Five Rivers Medical Center generates about $2 million a year in charity care and bad debt and it's not a new problem.
Over the past three years, Lewis explained that the hospital has cut expenses, salaries, programs and about 40 full time positions to make up for their shortfalls.
Though FRMC has seen an increase in outpatients, the inpatient census has declined over the past seven to eight years.
"We're very glad that people are wanting to come here and receive their outpatient services but it just does not generate much revenues as inpatients," Lewis explained.
The city has owned the hospital since 2007 and shortly after that, a one cent sales tax was passed to help fund it. 97% of voters approved that sales tax but Lewis said there are misconceptions of where that money goes.
"I think voters back then though the tax was devoted 100 percent to the hospital and it wasn't."
The hospital, road department and economic development all benefit, but Lewis said no group receives a set amount each year, leaving uncertainties for FRMC.

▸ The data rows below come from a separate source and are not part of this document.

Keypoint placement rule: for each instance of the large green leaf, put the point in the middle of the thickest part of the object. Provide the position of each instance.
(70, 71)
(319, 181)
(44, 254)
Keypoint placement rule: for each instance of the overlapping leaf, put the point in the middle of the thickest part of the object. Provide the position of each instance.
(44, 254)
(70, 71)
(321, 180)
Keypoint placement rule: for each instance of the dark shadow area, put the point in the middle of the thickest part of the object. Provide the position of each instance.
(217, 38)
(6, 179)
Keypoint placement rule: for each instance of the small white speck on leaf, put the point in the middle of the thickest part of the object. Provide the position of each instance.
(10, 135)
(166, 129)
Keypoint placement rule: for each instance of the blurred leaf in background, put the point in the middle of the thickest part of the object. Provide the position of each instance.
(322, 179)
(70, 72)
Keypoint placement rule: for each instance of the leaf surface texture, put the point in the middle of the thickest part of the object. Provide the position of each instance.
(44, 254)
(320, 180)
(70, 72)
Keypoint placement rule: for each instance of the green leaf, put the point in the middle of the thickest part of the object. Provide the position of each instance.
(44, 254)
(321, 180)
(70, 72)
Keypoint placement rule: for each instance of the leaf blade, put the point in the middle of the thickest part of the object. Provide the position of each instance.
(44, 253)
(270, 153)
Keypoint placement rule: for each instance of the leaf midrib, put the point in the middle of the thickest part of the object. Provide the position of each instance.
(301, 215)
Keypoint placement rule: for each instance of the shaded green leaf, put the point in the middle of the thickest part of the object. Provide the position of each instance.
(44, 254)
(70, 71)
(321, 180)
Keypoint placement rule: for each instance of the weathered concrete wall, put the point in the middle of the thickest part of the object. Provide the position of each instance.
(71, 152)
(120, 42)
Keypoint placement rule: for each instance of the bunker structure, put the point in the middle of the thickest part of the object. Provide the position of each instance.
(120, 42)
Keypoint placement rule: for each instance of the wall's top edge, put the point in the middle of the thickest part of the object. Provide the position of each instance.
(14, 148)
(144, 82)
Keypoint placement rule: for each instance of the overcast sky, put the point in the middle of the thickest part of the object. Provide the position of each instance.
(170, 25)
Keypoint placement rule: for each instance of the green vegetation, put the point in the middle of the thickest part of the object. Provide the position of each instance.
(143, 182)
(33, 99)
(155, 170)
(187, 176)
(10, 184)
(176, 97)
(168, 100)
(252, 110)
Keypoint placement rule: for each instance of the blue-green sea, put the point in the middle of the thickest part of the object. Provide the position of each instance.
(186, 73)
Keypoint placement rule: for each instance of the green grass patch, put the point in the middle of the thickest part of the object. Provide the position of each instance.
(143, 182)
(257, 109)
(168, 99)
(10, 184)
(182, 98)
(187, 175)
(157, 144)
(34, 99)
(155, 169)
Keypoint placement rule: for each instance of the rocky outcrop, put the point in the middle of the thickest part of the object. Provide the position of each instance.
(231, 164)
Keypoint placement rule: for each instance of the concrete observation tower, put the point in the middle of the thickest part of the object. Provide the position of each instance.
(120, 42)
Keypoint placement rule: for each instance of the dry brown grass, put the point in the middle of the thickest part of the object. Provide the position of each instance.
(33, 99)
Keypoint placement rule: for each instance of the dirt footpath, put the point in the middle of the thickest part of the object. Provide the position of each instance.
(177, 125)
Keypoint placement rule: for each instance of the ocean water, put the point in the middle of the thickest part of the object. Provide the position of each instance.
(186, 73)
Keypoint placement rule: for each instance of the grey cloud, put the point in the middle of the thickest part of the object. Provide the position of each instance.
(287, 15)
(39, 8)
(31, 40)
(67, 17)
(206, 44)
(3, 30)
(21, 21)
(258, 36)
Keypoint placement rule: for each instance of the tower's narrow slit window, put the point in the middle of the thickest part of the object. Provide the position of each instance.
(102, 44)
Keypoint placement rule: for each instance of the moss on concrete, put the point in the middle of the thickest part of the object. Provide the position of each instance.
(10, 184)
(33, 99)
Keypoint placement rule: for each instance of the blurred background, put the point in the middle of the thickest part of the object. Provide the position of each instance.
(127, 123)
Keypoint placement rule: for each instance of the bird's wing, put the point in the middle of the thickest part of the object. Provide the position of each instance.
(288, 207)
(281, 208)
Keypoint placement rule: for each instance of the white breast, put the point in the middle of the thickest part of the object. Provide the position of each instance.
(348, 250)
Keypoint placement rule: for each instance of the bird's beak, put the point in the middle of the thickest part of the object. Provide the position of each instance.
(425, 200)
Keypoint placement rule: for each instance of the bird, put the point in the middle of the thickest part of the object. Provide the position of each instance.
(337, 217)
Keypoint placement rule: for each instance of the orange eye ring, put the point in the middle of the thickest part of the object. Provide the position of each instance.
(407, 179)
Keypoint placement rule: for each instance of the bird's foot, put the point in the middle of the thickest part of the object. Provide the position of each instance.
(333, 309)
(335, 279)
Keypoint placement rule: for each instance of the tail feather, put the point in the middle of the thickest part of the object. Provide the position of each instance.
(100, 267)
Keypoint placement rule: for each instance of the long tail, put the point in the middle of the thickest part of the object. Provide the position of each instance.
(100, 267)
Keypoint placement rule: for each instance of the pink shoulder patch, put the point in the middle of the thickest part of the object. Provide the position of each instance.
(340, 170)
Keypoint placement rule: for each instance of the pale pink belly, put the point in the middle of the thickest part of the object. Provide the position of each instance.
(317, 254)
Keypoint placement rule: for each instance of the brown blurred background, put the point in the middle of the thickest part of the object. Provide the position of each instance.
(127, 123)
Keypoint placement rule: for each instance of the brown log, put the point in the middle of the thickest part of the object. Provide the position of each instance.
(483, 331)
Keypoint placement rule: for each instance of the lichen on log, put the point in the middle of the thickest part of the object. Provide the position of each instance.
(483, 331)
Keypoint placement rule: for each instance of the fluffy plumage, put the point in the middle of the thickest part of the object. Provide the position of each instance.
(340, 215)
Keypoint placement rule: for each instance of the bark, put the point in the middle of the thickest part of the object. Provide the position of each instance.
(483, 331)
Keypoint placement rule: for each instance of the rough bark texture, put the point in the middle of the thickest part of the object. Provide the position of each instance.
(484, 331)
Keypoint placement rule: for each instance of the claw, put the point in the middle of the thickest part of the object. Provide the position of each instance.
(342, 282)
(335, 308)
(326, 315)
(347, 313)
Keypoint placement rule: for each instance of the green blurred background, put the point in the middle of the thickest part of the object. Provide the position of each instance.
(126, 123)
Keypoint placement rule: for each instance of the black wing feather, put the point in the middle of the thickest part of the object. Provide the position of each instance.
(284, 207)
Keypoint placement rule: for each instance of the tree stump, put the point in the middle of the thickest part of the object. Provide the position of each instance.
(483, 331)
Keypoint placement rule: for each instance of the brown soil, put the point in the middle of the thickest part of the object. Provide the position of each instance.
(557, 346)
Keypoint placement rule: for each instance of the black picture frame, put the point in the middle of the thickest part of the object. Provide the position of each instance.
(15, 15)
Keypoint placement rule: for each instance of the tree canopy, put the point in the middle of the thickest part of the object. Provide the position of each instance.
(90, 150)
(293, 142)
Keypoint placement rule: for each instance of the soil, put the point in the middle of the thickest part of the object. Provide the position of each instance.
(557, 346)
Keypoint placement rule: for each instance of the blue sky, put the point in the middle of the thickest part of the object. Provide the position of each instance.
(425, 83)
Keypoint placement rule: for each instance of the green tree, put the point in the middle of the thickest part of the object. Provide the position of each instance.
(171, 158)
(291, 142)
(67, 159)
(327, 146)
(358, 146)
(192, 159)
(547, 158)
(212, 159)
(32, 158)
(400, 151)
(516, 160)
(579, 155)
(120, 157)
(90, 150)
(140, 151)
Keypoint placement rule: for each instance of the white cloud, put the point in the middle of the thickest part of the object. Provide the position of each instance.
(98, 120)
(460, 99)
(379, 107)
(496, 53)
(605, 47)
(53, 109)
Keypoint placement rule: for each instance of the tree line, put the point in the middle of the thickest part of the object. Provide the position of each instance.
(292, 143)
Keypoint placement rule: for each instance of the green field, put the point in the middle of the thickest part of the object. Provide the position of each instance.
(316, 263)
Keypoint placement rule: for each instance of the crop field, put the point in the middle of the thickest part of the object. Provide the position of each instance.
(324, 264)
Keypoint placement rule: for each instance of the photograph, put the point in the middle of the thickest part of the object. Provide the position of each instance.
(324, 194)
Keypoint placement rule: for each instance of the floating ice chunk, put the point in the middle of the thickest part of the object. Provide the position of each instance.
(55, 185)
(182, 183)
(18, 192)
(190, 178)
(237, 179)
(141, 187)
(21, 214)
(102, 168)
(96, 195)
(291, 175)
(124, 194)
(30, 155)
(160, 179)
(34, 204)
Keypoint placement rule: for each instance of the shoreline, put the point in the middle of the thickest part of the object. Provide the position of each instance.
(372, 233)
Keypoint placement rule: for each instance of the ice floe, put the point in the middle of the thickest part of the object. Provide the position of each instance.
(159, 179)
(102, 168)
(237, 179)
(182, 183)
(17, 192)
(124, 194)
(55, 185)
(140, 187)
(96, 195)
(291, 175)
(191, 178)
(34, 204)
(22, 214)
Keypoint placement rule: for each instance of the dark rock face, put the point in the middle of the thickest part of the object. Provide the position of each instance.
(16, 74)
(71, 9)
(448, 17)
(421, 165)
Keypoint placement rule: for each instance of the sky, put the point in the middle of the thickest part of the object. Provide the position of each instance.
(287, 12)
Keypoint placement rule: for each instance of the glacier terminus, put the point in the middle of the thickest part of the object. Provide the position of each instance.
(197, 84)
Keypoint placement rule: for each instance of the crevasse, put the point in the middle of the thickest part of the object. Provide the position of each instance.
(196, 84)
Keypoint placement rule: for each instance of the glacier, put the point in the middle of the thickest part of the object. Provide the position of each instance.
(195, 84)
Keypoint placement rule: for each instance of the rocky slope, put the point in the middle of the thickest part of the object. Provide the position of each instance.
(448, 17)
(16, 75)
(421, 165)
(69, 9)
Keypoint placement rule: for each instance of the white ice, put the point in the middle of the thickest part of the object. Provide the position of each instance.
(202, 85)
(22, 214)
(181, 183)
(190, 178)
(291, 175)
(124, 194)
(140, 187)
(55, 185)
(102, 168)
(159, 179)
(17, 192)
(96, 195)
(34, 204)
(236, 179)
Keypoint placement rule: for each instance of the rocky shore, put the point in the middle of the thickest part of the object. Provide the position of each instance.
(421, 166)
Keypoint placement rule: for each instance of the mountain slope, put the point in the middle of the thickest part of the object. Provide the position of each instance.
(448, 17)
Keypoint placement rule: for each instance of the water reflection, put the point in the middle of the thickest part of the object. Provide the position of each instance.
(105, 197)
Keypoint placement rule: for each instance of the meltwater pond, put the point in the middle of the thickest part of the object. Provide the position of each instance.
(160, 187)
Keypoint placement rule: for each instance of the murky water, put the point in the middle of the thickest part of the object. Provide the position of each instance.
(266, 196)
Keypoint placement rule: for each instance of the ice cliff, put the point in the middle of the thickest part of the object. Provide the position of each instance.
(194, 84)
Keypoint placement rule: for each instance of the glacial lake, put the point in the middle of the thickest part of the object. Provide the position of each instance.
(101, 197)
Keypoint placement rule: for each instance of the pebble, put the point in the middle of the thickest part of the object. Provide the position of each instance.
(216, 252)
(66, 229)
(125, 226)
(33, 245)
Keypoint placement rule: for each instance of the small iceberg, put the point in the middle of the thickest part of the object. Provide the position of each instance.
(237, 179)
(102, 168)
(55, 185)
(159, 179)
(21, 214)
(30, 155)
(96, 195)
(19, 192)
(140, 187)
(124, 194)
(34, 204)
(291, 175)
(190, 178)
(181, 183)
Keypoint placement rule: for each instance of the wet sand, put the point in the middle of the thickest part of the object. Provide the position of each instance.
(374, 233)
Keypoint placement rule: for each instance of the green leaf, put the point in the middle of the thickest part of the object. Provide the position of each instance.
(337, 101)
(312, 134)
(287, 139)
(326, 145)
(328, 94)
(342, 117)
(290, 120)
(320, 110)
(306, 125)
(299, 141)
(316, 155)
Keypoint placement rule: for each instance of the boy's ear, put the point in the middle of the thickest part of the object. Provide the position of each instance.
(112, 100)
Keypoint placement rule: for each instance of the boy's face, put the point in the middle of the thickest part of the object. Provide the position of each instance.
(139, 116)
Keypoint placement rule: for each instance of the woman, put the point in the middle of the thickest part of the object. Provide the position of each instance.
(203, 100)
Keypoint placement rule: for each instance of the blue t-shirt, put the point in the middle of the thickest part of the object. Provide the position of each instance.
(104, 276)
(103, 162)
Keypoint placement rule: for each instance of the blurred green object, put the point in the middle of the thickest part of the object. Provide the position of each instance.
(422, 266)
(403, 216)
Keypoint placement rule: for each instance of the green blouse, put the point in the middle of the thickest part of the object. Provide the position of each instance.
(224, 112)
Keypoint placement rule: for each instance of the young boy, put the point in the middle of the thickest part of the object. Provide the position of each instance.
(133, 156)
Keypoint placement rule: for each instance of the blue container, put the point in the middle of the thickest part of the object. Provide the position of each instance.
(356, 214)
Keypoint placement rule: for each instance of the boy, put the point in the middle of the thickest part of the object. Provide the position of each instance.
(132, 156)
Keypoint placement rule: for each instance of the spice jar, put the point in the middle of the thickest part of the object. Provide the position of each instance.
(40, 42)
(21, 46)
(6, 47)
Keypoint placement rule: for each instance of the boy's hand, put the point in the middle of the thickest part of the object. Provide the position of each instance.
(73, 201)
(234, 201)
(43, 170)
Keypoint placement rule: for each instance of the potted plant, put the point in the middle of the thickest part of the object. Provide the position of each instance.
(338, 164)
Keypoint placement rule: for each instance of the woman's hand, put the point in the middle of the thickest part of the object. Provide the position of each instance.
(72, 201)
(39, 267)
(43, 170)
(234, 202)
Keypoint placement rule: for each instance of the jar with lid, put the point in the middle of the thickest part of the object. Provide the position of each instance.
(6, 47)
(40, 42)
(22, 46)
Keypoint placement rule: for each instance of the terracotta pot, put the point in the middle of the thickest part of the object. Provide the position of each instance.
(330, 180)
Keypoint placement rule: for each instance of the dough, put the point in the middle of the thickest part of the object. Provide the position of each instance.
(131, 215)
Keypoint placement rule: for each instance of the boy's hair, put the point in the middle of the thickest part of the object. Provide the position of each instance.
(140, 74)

"In recent years, they've had needs for improvements on streets, needs of the money in the street department for economic development."
Lewis said that equates to less money for FRMC, only covering about half of their shortfall.
"We're just trying to take some of the uncertainty out of that and at the same time, this way the city will have some assurances that they won't have to be giving the hospital additional monies if we have a significant shortfall and they can count on a certain portion of that tax just for streets and economic development," Lewis said.
Now, the hospital board has approved seeking a half cent sales tax to solely benefit the hospital and get them back in the black.
"Just to ensure that we have a hospital and adequate medical care for this community," Lewis said.
Though the hospital normally acquires $2 million in bad debt, Lewis said they do anticipate their debt to go down this year due to medicaid expansion and the private option.
He explained if the tax passes and they still receive a portion of the money from the sales tax passed in '07, they should be able to get out of the red.
They need 235 signatures by the end of July. Lewis says they're aiming to collect 400. Hospital staff and board members have volunteered to collect signatures.